O grupo estava alojado em uma barraca de acampamento armada no mato às margens do rio, onde dormiam sem sequer ter espaço para esticar as pernas. Dentro da barraca havia mantimentos, botijão de gás, roupas espalhadas pra todos os cantos, algumas ferramentas de trabalho, muita sujeira e um pequeno espaço para os quatro empregados. Para trocar de roupa tinham que sair da barraca e ficar no mato, pois não dava para ficar em pé. O local estava sem iluminação e sem ventilação natural, uma vez que eles fechavam a entrada da barraca devido ao risco de picadas de animais peçonhentos e para evitar a entrada de insetos.
“O acesso ao alojamento era bastante difícil, praticamente mata fechada, e depois tinham que passar por debaixo de uma cerca para chegar à barraca de acampamento. No local, não havia material de primeiros socorros e nem comunicação. Era um local que só chegava quem já conhecia bem a área”, relata o Auditor-Fiscal Juliano Baiocchi Souza.
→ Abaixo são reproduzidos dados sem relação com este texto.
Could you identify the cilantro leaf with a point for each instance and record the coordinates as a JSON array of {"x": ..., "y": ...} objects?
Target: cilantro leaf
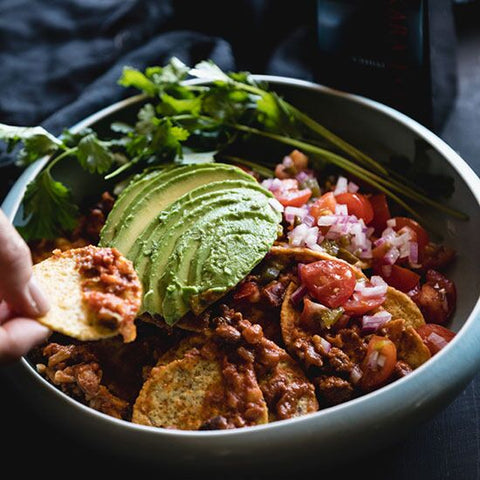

Os empregados estavam contratados por uma empresa de jardinagem, sem idoneidade financeira, contratada por uma das construtoras responsáveis pela duplicação da BR 060. Eles estavam sem registro no livro, sem exames médicos e com os salários atrasados. Além de resgatar os trabalhadores, os Auditores-Fiscais notificaram a empresa e paralisaram a atividades de replantio de grama, obrigando à regularização de todos os contratos de trabalho dos empregados a partir do efetivo início das atividades, a realizar as anotações nas CTPS dos empregados resgatados, e a providenciar as rescisões contratuais, o recolhimento do FGTS e a hospedagem e alimentação dos empregados até o efetivo pagamento das verbas rescisórias bem como o retorno aos seus locais de origem.
A empresa pagou todas as verbas rescisórias com o respectivo registro e baixa nas CTPS dos trabalhadores. As rescisões dos quatro trabalhadores resultaram em aproximadamente R$ 18 mil de benefícios trabalhistas. Já as irregularidades, resultaram na lavratura de 15 Autos de Infração.
Participaram da operação os Auditores-Fiscais do Trabalho Juliano Baiocchi Souza, Guido Messias Fleming e Olga Maria Valle Machado.